The Golden Circle
With a large number of sequences to tackle, Kingsman: The Golden Circle offered a variety of fun challenges for the team. “We worked across 438 shots, but they were short, broken-up pieces of work. Every time we started a new sequence we would face a new challenge,” says Fabio Zangla, CG supervisor.
Reminiscent of the Roger Moore era of James Bond movies, the tone of the film allowed the creative studio to hark back to some old-school techniques and dive into the world of the caper comedy. “Our work comprised old techniques within compositing that we probably hadn’t employed for a long time,” explains Chris Zeh, compositing supervisor. “Since this show was a little bit old-school in its approach, we relearned a couple of techniques from back in the day.” The team used R&D to create lens defects throughout the shots, adding flares and smudges to complete the desired look.

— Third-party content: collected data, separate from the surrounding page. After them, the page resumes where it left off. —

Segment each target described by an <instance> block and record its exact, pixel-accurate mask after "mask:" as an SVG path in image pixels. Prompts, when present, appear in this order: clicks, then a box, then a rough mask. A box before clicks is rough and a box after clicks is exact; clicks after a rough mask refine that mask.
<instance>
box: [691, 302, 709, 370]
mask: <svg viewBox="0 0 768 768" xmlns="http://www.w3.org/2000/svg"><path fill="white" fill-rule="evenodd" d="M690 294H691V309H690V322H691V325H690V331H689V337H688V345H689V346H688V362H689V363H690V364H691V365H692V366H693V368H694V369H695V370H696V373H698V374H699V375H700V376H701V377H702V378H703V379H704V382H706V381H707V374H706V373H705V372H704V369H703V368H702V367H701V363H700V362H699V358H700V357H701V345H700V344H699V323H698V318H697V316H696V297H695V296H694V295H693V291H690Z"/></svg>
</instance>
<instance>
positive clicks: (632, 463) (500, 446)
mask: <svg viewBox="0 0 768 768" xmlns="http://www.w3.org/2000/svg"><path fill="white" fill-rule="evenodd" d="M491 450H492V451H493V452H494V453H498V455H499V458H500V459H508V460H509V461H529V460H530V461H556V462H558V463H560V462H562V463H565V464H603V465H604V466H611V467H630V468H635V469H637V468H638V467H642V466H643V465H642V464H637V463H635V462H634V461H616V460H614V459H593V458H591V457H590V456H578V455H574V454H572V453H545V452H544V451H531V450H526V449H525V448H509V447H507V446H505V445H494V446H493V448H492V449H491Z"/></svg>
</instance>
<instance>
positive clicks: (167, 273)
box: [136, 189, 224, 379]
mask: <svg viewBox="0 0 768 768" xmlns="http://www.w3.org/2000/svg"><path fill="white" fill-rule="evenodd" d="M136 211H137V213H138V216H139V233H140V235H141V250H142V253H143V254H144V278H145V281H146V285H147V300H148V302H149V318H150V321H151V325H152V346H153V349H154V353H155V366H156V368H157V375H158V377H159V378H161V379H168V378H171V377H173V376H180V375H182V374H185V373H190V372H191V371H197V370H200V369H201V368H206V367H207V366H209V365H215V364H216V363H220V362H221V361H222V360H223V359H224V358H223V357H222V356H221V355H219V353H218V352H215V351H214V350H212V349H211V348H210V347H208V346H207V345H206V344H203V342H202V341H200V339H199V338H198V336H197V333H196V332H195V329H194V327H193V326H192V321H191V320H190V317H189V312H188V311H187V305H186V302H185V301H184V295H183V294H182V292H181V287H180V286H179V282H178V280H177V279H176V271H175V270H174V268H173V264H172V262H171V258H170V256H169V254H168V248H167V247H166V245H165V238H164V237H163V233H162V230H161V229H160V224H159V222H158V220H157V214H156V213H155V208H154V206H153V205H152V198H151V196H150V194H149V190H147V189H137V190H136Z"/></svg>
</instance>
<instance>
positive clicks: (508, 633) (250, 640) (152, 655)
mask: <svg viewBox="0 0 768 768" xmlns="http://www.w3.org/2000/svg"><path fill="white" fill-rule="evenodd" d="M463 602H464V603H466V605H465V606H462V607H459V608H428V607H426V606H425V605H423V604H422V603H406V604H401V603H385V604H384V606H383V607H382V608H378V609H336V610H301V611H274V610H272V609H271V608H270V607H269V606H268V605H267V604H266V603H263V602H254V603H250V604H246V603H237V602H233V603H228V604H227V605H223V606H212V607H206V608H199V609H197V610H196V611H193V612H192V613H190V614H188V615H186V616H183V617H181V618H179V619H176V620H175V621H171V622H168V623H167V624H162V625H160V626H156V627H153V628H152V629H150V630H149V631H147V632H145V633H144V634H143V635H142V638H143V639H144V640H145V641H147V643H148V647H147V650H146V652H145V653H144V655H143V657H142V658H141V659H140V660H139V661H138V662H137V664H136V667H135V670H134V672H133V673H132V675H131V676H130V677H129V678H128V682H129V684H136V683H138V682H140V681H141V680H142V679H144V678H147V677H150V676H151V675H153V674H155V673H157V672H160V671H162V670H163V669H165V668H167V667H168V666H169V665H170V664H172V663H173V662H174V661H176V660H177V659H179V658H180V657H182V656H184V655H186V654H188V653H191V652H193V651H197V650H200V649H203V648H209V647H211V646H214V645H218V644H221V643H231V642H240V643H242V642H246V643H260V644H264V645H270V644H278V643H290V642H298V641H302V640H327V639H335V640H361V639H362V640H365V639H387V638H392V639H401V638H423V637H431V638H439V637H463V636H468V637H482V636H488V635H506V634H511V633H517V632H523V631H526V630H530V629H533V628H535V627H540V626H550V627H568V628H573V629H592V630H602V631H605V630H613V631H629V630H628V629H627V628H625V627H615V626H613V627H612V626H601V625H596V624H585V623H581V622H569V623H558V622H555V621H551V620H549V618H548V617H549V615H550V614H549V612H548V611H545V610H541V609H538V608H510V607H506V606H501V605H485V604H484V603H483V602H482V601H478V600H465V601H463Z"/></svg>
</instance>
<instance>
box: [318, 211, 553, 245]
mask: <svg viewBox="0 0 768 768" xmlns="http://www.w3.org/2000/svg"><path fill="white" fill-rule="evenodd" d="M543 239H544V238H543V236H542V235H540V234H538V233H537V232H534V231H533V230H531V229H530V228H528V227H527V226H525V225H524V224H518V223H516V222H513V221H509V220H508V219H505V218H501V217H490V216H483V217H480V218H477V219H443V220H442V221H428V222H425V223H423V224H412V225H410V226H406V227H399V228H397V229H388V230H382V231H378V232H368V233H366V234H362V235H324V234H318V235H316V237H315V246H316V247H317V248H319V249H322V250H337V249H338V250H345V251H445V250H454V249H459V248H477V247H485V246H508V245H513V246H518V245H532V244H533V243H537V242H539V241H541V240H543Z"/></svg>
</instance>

“The opening sequence harkens back to the original James Bond films; it had to be good, snappy, a premonition of things to come,” says Zeh.
The film opens with an exciting, high-speed car chase through the streets of London, which sees three Jaguars chasing Eggsy’s (Taron Egerton) black cab. Stunt supervisor and second unit director Brad Allen was tasked with working through the action beats. “He’s an amazing guy who trained under Jackie Chan, he had a great approach to storytelling through stunts,” says Lawrence. “He would do 20 takes of a stunt, and if it didn’t capture the story beat that he needed, he’d do 20 more until he got it right.”
The planning and precision of Allen’s direction greatly helped the Framestore team when it came to mapping out their sequences in advance.
An Array rig setup was mounted on the taxi, which stitched together shots to create a 360-degree background, which Framestore could then repurpose as a backplate for shots. However, this took some fine-tuning. “We had seams between the cameras, and perspective-wise, there were issues,” adds Zangla. “These included car tires not sticking to the road, or the car looking too small in shots.”
Framestore had to work out how to bring this Array setup into the team's pipeline. “We didn’t know how to ingest it,” admits Zangla. “We created a small team especially to work on bringing the elements together from within ATD, lighting, and compositing.”
Meanwhile, the crew got busy on two major CG environments builds: Waterloo Place and Hyde Park Corner, lit for a nighttime chase scene. Whole London streets were painstakingly re-created in CG for the sequences based on photogrammetry and a LIDAR survey of the environments during the day.
“This was a lot of fun for us to do.... Everything was CG: the taxi and the underwater environment,” says Lawrence.
As Eggsy’s taxi drives into Serpentine Lake in Hyde Park, it transforms into a submarine. The wheels of the taxi pop out and turn to face forward, propellers and fins emerge, and some ballast tanks appear. “It was planned really well in the previs, and that helped us along each stage,” explains Zeh. Plates of the taxi going into the water from the location shoot transitioned into full CG as the car went underwater, with live-action Eggsy composited into the taxi. “It’s still set at night, so we worked with the dark, murky water of the lake, which helped with integration,” adds Zangla.
In the last shot of the sequence, the taxi enters the secret Kingsman base, with the team transforming the taxi back into a normal-looking cab. Taron Egerton was in the taxi as the water drained out, in what was quite a dangerous stunt. “As the water level lowered in the live-action, we composited that with the CG taxi. And then as the water drained away, that wiped through to a live-action taxi – and Taron had to hold his breath until all the water drained out,” details Lawrence. “It was quite nerve-racking!”
In an action-packed scene, characters Eggsy and Jack (Pedro Pascal) head to an Italian ski resort in the Alps and board a cable car. Plate material was shot in Courmayeur, but there was a distinct lack of snow, which had to be rectified using matte paintings. The background itself also had to be modified, which meant that up to 95 percent of the environment ended up being re-created in CG. “Mixing real mountains with CG mountains was tricky,” adds Zeh. “The photography of the mountains was pristine, mega clear and full of detail that we had to re-create seamlessly.”
The cable car spins slowly to afford passengers a 360-degree view of the mountainside, before it speeds up, out of control. “This was a FX-heavy sequence’,”says Zangla. “There was snow spray, cable car destruction, and a lot of rendering volumetric snow, which can be a challenge to get the look of it right, in its translucency and plausibility.”
When it came to the action, the camera angles were plotted and then taken through to pre-vis to further dramatize the sequence. “In a few shots, we played the cable car action a bit more violently than we’d been able to do on set,” explains Lawrence. “We had a very short period of time in which to do it, and we were all worried about it, but it just worked – I think because the lighting had been planned, and the previs didn’t get re-edited.”
As well as these large sequences, Framestore covered work across the Alpine building shootout, the Mountain Underground Base, and a number of other diverse scenes. “With this show, we weren’t working within similar shots or environments,”says Zeh. “Every shot was a different piece, problem, and solution, which forced us to look at it with new eyes; but this, of course, made it a great show to work on.”